Making clinical commissioning work

When the talking is over, the action can begin. The Government’s reforms have faced an uphill struggle since June 2010 and the launch of the White Paper. With the consultation phase, the NHS Future Forum and now further amendments likely to be put forward by the House of Lords, the eventual reforms will look very different to the original proposals. However the core idea of clinically led local commissioning remains intact. Whatever the merits of the proposals, the time for debating the principles of the reforms has passed; the challenge is now to make clinical commissioning work.

Implementing the Health and Social Care Bill could prove more demanding than getting the Bill through Parliament. For a start the deadlines are tight: in 18 months from now SHAs and PCTs will be abolished and the NHS Commissioning Board will take on its full functions. A full system of Clinical Commissioning Groups will be established, with the Commissioning Board authorising groups to assume their responsibilities when they have met set conditions.

The good news is that real progress is being made. As of July 2011 257 Clinical Commissioning Groups have been formed covering 97 per cent of the population. Some entrepreneurial and innovative clinical commissioners and GP leaders have emerged. The Commissioning Board has been established in Shadow form, SHA and PCT clusters are being set up, local authority Wellbeing Boards and HealthWatch are coming together. However the pillars of the new system and nascent commissioners still have a long way to go.

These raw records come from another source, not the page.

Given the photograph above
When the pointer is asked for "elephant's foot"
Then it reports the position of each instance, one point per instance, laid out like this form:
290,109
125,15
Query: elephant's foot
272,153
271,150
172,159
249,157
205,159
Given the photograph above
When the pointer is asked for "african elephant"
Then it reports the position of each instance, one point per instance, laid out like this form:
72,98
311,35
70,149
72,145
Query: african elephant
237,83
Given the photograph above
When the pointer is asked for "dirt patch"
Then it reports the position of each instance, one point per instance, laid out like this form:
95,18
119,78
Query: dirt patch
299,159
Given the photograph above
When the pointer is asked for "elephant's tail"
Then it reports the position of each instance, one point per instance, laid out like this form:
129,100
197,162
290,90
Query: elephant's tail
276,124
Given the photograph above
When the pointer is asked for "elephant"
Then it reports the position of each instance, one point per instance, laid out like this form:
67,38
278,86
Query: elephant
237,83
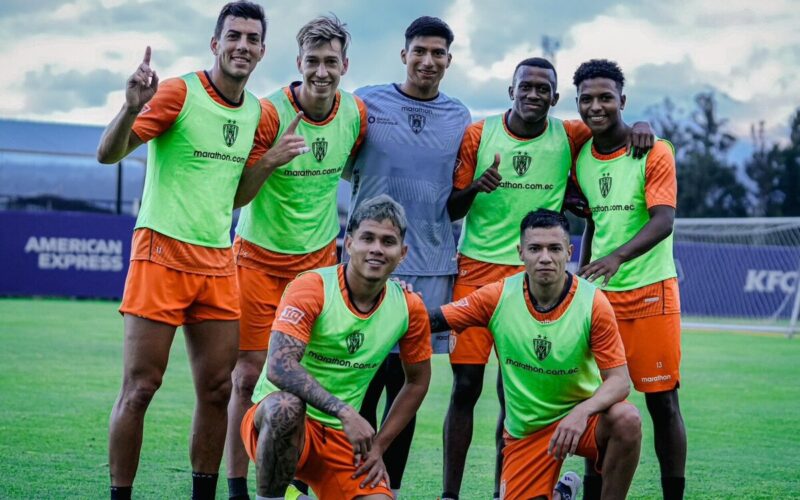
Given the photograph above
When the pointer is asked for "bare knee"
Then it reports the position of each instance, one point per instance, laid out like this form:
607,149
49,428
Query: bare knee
138,392
215,390
467,386
245,376
625,424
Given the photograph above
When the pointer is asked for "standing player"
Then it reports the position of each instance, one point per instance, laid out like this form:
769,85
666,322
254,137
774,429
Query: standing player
201,129
629,243
409,153
508,164
292,223
562,363
335,327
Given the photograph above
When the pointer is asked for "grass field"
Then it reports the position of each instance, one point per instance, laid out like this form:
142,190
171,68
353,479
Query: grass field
60,369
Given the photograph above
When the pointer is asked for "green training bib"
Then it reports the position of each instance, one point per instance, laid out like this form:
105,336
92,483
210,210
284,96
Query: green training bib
535,173
295,211
193,169
615,192
346,350
547,368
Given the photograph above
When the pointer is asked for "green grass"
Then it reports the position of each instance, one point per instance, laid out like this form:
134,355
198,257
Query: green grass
60,369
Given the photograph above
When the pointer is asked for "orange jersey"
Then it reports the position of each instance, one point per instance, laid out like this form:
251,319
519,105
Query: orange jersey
304,298
478,308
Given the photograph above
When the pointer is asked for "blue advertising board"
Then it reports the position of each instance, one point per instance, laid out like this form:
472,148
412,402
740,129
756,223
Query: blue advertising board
64,253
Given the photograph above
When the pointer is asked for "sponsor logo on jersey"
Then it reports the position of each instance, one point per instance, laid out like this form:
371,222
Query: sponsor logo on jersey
605,184
291,315
354,341
521,163
230,131
320,148
417,122
541,347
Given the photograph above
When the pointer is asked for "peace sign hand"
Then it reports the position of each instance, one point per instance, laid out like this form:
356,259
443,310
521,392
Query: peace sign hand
142,84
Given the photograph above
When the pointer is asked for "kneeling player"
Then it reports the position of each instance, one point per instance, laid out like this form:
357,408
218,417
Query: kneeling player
334,328
563,366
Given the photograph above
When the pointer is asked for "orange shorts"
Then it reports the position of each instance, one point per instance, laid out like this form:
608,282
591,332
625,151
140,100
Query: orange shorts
326,462
528,471
160,293
653,349
473,345
261,294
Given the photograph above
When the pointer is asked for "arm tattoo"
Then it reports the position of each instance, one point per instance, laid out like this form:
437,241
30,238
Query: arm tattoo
284,370
437,320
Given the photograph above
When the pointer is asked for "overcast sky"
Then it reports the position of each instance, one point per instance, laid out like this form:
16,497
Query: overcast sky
68,60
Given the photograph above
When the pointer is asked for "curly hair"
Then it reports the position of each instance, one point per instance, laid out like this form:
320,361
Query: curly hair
599,68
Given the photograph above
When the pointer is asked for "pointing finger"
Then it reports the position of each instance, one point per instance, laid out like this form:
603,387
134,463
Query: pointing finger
295,121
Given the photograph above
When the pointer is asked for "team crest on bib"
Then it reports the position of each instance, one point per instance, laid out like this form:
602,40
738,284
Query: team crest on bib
521,163
541,347
320,148
605,184
416,122
354,341
230,131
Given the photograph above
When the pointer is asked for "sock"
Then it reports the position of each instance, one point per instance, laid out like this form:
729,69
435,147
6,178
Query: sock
237,488
121,492
673,487
204,486
592,487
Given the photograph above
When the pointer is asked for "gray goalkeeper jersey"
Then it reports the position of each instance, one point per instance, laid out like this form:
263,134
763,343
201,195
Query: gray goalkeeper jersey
410,154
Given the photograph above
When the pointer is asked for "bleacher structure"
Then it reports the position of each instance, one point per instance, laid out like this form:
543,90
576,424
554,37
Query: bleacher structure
739,274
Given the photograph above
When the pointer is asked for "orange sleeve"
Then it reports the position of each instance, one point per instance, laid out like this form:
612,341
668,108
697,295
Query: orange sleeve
362,133
158,115
577,133
606,342
415,345
266,133
476,309
300,306
467,161
660,177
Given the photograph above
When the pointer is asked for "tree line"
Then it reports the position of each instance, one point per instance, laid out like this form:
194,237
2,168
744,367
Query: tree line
709,183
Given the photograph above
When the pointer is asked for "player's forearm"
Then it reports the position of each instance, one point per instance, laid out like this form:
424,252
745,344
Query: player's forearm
586,244
285,371
460,201
296,380
405,405
613,390
651,234
115,144
250,182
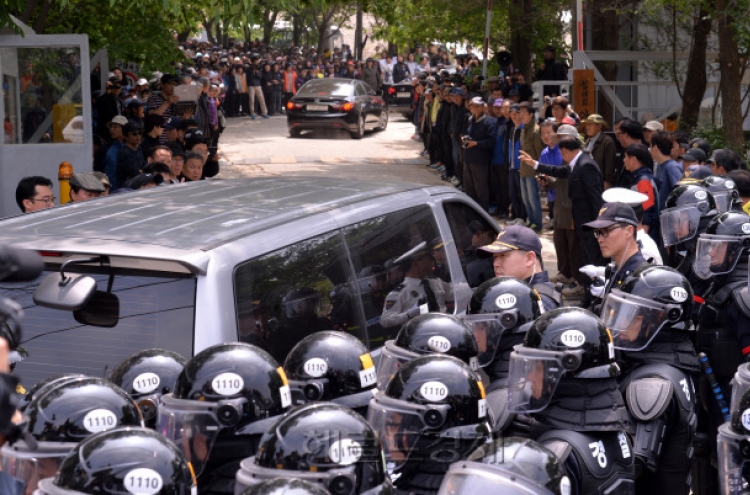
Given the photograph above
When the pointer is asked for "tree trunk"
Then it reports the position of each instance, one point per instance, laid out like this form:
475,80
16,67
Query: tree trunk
695,84
729,64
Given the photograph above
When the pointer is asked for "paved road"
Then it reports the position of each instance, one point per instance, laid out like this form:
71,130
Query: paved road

NHS leaders and policy makers now need to focus on getting the most from the Government’s reforms. The Commissioning Board will need to allow more flexibility for commissioning groups to capture the potential of clinical leadership and local innovation. As well as retaining the best management and leadership skills, the NHS needs to improve commissioning and the financial skills of clinicians. Commissioners will need to be bold in fostering greater competition between providers and making healthcare responsive to patients. New entrants will be needed to develop working partnerships between primary, secondary and social care. All the time clinical commissioners will need to help deliver the £20 billion “Nicholson Challenge” and maintain and improve the quality of care.

Clinical commissioners will face many hurdles but now is the time to learn from the best. There is valuable commissioning expertise, both within the system and outside of it, that cannot be lost. Some pathfinder groups are already showing what clinical commissioning can achieve. This event will showcase, celebrate and help spread best practice at a time when the NHS needs a step change in the pace of change.

When the Health Bill is passed into law it will mark the “end of the beginning” for the NHS this Parliament. The challenge is clear: make clinical commissioning work and deliver value for money in ways that lead to better healthcare.